Proteins were denatured by boiling in ( Laemmli, 1970) sample buffer containing 100 mM DTT ( De Souza et al., 2003). After this,

0.2 mg of inhibitors protein extracts obtained from each tissue were separated by SDS–PAGE, transferred to nitrocellulose membranes learn more and blotted with anti-AKT, anti-Bcl-2 and anti-GSK-3β. Antibodies were from Santa Cruz Biotechnology (Santa Cruz, CA, USA). Chemiluminescent detection was performed with horseradish peroxidase-conjugate secondary antibodies. Visualization of the protein bands was performed by exposure of the membranes to RX-films.

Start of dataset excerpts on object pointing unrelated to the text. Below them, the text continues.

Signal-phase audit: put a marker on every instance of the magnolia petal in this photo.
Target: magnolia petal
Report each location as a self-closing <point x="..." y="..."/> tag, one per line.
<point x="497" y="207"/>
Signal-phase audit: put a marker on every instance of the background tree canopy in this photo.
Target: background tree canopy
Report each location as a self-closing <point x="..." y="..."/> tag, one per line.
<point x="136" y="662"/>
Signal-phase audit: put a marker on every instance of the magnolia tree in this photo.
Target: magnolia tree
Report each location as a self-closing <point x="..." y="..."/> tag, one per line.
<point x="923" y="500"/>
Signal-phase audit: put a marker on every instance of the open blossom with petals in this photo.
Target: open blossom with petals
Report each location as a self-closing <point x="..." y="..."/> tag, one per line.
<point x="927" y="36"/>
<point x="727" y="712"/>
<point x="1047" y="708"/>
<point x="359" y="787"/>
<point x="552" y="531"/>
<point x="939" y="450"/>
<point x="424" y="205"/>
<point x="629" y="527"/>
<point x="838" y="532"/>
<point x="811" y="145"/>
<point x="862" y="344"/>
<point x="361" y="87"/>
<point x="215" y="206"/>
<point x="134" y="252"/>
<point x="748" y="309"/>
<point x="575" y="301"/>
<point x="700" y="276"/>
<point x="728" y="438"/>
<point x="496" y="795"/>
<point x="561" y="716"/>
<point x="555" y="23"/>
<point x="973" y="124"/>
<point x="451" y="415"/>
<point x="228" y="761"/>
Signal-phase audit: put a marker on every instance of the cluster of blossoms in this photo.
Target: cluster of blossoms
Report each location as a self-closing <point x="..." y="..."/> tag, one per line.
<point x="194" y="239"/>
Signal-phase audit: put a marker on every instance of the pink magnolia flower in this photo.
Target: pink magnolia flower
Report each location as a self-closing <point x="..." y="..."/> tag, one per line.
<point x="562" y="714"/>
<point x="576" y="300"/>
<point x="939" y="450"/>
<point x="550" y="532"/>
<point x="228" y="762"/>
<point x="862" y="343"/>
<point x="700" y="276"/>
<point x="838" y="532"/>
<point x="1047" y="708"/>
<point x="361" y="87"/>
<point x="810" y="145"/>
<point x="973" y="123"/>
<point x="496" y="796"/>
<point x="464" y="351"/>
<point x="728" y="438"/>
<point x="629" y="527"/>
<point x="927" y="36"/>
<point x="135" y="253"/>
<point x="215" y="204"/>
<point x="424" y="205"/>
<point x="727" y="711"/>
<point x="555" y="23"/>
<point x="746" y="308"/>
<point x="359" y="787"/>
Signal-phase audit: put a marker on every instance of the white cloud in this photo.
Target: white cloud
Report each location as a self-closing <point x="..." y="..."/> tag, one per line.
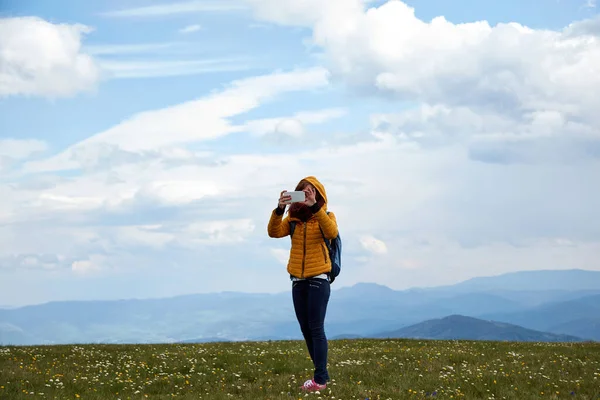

The original membrane was stripped and reblotted with actin loading protein (bands not showing). After transfer, the membrane was stained with Ponceau and bands were visualized, photographed and quantified before the primary

antibody, to control the transfer. Band intensities were quantitated by optical densitometry (Scion Image software, ScionCorp, Frederick, MD) of the developed autoradiographs. All data are presented as mean ± SEM. Differences among experimental groups in the forced swimming and open field tests and in the assessment of the biochemical analysis were determined by one-way ANOVA, followed by Tukey post-hoc test when ANOVA was significant; P values <0.05 were considered to be statistically significant. The effects of the acute and chronic administration of lamotrigine on the Lonafarnib manufacturer immobility times are illustrated in Fig. 1A. In the acute (F(3–21) = 6.148; p = 0.04 Fig. 1A) and chronic (F(3–66) = 6.222; p = 0.01 Fig. 1A) treatments we observed a decrease in the immobility time with imipramine at the dose of 30 mg/kg and lamotrigine at the doses of 10 and 20 mg/kg, compared with saline. Interestingly, in the open-field test both acute aminophylline and chronic treatments with imipramine or lamotrigine did not modify the number of crossings (acute; F(3–55) = 0.595; p = 0.62; Fig. 1B; chronic; F(3–53) = 3.411; p = 0.24 Fig. 1B) and rearings (acute; F(3–55) = 0.393; p = 0.75;

chronic; F(3–53) = 0.844; p = 0.47 Fig. 1B), compared with saline. With regards to the acute treatment, there was an increase the BDNF levels in the prefrontal cortex with lamotrigine at the dose of 20 mg/kg (F(3–16) = 5.501; p = 0,009 Fig. 2A), compared with saline, but BDNF protein levels did not alter in the prefrontal cortex with imipramine at the dose of 30 mg/kg (F(3–16) = 5.501; p = 0.22 Fig. 2A) and with lamotrigine at the dose of 10 mg/kg (F(3–16) = 5.501; p = 0.91 Fig. 2A), compared with saline. The amygdala (F(3–16) = 1.292; p = 0,31 Fig. 2A) and the hippocampus (F(3–16) = 2.844; p = 0.71 Fig. 2A) did not have any alterations in their BDNF levels after acute treatment. In the chronic treatment data, we found an increase occurred in the BDNF levels in the prefrontal cortex with lamotrigine at the dose of 10 and 20 mg/kg (F(3–16) = 8.478; p = 0.01 Fig.